The Men’s Fancy Bustle Dance is another type of warriors dance used by young men and boys, and originated in the southern United States. The dance style is categorized by two “bustles” constructed of white turkey feathers and brightly coloured “hackle” feathers, which are worn at the base of the neck and back. This dance is an opportunity for young men and boys to showcase just how acrobatic, fast, and athletic they can be, which usually gets the crowds cheering. The dance is of course accompanied by a fast drum beat.
The Women’s Traditional Dance is a dance of honour, respect and inspiration. In many First Nation teachings, women are held in the highest regard. First, and foremost, for being givers of life, but also for other qualities and contributions that bind families and communities together, such as wisdom, strength, and pride. The dancer will sometimes carry a combination of several “medicines” such as tobacco, sage, and sweetgrass. The dance is very stoic, with minimal movement. Typically there is detailed and high quality designs using beads, fabrics, ribbons and feathers in the regalia. The dance is accompanied by a slower to medium-fast drum beat.
The Women’s Jingle Dress Dance originated from the Great Ojibway Nation of Northern Ontario and Minnesota, this special dance is considered to be healing in nature. It is believed to be given to the people from the sky-world, as a ceremony to help those who are in need of spiritual lifting. From its creation to modern day, dancers are still called upon when there is a member of the Pow Wow Circle or Community in need of spiritual support due to tragic and unfortunate circumstances. Young women who take up the jingle dress dance are handed down protocol and teachings by senior dancers, including their roles and responsibilities when wearing the Jingle Dress. The dress is uniquely designed with affixed metal cones to create a “shook” type of sound when the dancer moves, which is said to be heard on the “other side”, just like the drum.

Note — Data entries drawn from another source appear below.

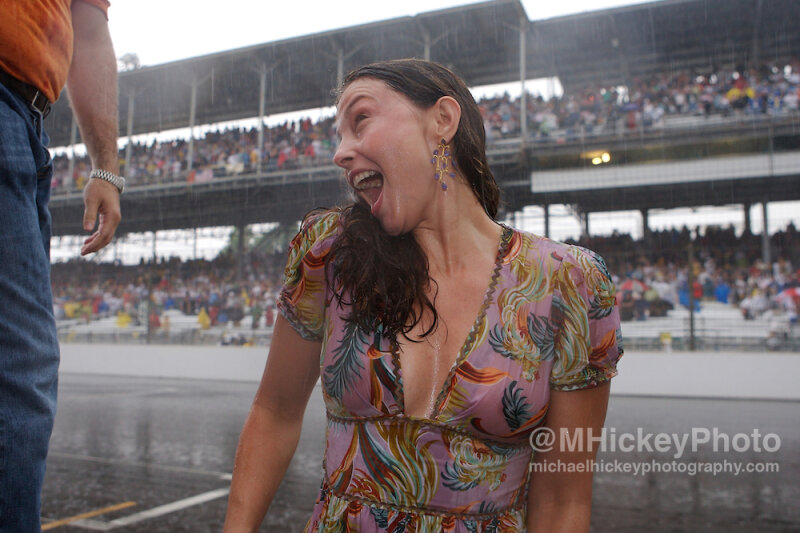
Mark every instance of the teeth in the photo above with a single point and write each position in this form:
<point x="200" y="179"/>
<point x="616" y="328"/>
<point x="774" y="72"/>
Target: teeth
<point x="362" y="176"/>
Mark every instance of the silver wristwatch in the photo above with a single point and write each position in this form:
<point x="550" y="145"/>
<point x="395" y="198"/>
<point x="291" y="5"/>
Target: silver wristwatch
<point x="113" y="179"/>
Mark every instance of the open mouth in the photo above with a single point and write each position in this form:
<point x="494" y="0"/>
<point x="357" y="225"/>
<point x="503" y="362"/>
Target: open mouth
<point x="369" y="185"/>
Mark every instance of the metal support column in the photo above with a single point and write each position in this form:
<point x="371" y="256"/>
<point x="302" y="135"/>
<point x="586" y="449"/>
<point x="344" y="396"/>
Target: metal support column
<point x="240" y="252"/>
<point x="73" y="134"/>
<point x="547" y="220"/>
<point x="129" y="131"/>
<point x="645" y="224"/>
<point x="523" y="104"/>
<point x="766" y="255"/>
<point x="262" y="89"/>
<point x="585" y="224"/>
<point x="339" y="67"/>
<point x="192" y="118"/>
<point x="748" y="226"/>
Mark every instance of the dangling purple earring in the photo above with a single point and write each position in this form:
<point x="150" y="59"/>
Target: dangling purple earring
<point x="443" y="164"/>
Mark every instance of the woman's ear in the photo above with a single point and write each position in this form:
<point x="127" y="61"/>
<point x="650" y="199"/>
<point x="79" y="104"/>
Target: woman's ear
<point x="447" y="114"/>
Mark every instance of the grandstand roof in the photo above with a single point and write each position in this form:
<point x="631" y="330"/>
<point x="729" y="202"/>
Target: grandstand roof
<point x="479" y="41"/>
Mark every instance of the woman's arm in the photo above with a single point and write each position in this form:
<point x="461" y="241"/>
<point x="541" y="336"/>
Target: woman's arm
<point x="561" y="501"/>
<point x="272" y="430"/>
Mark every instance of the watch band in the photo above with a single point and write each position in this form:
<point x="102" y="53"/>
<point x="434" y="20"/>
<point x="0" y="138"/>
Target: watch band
<point x="113" y="179"/>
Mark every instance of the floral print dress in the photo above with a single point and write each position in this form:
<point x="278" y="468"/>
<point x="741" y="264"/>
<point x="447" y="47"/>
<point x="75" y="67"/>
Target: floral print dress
<point x="548" y="322"/>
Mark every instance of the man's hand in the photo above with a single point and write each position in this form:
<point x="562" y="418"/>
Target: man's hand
<point x="92" y="87"/>
<point x="101" y="201"/>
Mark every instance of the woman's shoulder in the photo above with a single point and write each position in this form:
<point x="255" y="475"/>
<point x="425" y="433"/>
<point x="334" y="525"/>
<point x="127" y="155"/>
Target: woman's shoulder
<point x="318" y="229"/>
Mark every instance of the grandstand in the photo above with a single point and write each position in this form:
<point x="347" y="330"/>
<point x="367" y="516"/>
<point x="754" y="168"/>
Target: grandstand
<point x="691" y="103"/>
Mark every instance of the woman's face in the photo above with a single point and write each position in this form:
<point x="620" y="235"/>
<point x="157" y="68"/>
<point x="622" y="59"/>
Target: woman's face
<point x="386" y="148"/>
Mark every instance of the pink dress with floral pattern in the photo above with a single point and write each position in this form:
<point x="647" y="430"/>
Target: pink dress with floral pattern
<point x="548" y="322"/>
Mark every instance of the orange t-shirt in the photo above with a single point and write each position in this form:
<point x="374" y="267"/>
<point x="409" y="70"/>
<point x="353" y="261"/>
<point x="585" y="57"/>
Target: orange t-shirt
<point x="36" y="41"/>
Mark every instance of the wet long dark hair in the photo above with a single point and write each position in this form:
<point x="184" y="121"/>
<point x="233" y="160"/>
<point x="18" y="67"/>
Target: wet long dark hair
<point x="385" y="278"/>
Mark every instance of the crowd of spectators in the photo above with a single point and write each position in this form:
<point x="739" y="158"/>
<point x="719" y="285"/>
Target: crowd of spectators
<point x="646" y="103"/>
<point x="653" y="274"/>
<point x="140" y="295"/>
<point x="652" y="278"/>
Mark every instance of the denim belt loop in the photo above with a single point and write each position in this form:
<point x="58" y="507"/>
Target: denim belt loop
<point x="35" y="98"/>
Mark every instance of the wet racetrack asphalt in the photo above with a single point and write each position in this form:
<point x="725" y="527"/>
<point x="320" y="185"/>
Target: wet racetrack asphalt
<point x="155" y="455"/>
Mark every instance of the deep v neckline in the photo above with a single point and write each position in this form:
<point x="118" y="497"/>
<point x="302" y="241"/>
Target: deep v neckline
<point x="466" y="346"/>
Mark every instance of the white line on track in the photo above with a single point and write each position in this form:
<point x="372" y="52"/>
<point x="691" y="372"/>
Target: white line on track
<point x="103" y="460"/>
<point x="99" y="525"/>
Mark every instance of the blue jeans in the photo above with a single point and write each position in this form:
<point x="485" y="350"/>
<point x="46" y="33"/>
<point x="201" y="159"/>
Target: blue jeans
<point x="28" y="344"/>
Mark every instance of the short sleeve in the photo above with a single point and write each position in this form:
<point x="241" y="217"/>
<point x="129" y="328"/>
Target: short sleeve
<point x="302" y="298"/>
<point x="588" y="340"/>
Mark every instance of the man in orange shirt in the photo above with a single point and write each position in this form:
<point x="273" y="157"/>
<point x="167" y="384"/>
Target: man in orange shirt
<point x="44" y="44"/>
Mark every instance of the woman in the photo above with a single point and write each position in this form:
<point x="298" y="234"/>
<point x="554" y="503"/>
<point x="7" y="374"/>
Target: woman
<point x="442" y="339"/>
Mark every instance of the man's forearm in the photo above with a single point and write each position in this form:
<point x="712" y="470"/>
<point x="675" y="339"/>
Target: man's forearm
<point x="92" y="86"/>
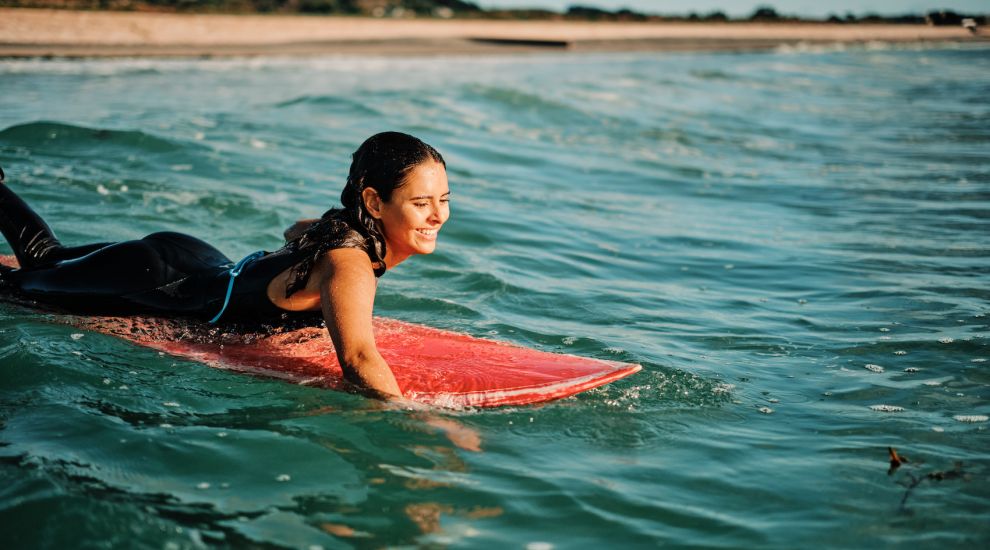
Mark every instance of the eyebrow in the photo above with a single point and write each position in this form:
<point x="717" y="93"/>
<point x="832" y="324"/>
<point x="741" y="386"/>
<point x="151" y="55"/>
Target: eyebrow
<point x="427" y="196"/>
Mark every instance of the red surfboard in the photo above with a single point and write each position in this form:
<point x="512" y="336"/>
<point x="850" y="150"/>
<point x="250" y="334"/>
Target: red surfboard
<point x="432" y="366"/>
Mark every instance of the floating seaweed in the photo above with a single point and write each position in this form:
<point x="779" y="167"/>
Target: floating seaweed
<point x="912" y="480"/>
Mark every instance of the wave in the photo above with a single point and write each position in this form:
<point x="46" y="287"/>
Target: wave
<point x="61" y="138"/>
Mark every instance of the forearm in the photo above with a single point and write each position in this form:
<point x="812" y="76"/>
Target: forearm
<point x="368" y="370"/>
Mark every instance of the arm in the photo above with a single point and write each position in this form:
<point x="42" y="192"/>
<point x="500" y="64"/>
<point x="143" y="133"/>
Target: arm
<point x="297" y="229"/>
<point x="347" y="297"/>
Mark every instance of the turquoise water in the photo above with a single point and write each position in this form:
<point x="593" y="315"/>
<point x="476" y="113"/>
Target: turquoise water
<point x="754" y="229"/>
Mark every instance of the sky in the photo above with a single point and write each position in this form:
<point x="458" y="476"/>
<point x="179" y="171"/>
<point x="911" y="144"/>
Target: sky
<point x="735" y="8"/>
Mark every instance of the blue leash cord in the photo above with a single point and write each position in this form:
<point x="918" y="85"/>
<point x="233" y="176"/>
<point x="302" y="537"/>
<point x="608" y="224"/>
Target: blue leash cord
<point x="234" y="272"/>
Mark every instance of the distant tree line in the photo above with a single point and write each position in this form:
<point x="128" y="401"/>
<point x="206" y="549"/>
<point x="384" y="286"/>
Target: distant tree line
<point x="464" y="8"/>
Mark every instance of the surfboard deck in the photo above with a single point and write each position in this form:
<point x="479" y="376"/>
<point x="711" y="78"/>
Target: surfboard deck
<point x="432" y="366"/>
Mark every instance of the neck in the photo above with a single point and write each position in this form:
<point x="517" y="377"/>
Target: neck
<point x="393" y="259"/>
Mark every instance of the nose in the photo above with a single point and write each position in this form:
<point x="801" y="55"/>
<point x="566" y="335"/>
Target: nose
<point x="436" y="214"/>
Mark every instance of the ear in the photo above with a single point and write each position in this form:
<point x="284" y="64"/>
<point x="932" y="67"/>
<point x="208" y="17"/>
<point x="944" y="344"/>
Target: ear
<point x="372" y="202"/>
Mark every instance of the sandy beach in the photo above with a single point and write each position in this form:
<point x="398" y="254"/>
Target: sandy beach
<point x="63" y="33"/>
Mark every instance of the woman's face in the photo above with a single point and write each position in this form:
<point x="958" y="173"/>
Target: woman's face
<point x="411" y="219"/>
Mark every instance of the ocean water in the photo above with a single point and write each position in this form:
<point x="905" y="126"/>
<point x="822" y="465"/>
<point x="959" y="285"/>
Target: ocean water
<point x="794" y="244"/>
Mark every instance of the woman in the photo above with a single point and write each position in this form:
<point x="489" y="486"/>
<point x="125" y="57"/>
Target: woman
<point x="394" y="203"/>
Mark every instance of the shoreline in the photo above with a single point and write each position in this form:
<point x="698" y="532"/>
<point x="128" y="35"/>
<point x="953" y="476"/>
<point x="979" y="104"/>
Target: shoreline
<point x="71" y="34"/>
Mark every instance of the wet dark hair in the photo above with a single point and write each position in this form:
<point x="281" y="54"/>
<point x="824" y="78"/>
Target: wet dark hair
<point x="382" y="163"/>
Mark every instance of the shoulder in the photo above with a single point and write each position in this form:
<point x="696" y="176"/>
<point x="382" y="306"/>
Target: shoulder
<point x="346" y="263"/>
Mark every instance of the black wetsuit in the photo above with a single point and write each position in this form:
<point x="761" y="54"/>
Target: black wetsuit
<point x="163" y="273"/>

The Women’s Fancy Shawl Dance is a way for women to showcase how athletic, fast, and light footed they can be. It has been nicknamed the “Butterfly Dance” because of the wide, colourful shawl worn by the dancer. Emphasis is also put on the regalia’s design, with plenty of detailed, colourful, and eye-catching patterns used in the ribbon and design work. This dance is unique because it is the only dance style that doesn’t employ noisemakers, such as bells or jingles.